Linden Labs's Second Life has attracted its fair share of PR in recent months as brands, politicians and even government departments have all claimed territory in this new and pleasant virtual land. Even mega ad agency Leo Burnett, opened a virtual shop in SL.
Getting audience data out of Linden has proven something of a difficult proposition, but now thanks to some sleuthing from the blog Clickable Culture, we now have some.
There are 825k total "residents" of Second Life, of which:
* 113k have logged in during the last 7 days
* 150k have logged in during the last 2 weeks
* 235k have logged in during the last 30 days
* 349 have logged in during the last 60 days
Peak concurrent users, is currently hovering around 11,000 simultaneous users.
Those numbers are pretty impressive, but 113k users a week is hardly groundbreaking from a media perspective and most media planners would find it hard to justify, clearly there's more to it than just numbers.
SL has achieved "memeiness", meaning that journalist and bloggers, like us here at Influx, are very happy to write about another brand legitimizing this new virtual world. Companies aren't so interested in the audience, but the PR that their SL presence can generate.

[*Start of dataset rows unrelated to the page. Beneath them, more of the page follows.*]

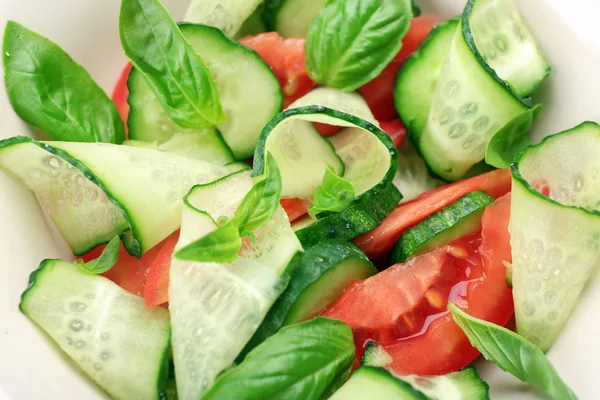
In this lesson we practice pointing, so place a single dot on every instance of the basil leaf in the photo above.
(351, 41)
(49, 90)
(304, 362)
(333, 195)
(512, 353)
(173, 70)
(106, 261)
(221, 245)
(270, 196)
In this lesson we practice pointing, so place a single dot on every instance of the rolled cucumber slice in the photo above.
(369, 159)
(461, 385)
(203, 144)
(291, 18)
(376, 383)
(226, 15)
(108, 332)
(94, 191)
(459, 219)
(216, 308)
(234, 67)
(504, 41)
(319, 277)
(555, 239)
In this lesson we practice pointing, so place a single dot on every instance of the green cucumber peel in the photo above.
(512, 353)
(307, 361)
(173, 70)
(333, 196)
(350, 42)
(223, 244)
(49, 90)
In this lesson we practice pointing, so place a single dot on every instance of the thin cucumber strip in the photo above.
(369, 158)
(465, 384)
(108, 332)
(412, 177)
(226, 15)
(376, 383)
(319, 277)
(291, 18)
(233, 66)
(417, 78)
(459, 219)
(216, 308)
(94, 191)
(555, 239)
(203, 144)
(506, 44)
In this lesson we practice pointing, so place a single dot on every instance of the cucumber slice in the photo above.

It's become a totem for being cool and being "in the know".
Linden is clearing hoping the having a SL presence is the C21st equivalent of having a web page, but it remains to be seen what impact this will have.
There are a couple of possible scenarios and several flavors in between these two.
SL becomes the new web: Lots of cool stuff starts appearing there and we are all forced to create characters, get virtual lives and spend some of our internet time wearing strange costumes.
SL implodes on itself: Too many brands and politicans invade SL forcing the purists off the territory and into a new brand-free virgin land. Since these people constituted the majority of the audience, brands quickly retreat when they realize no one is listening.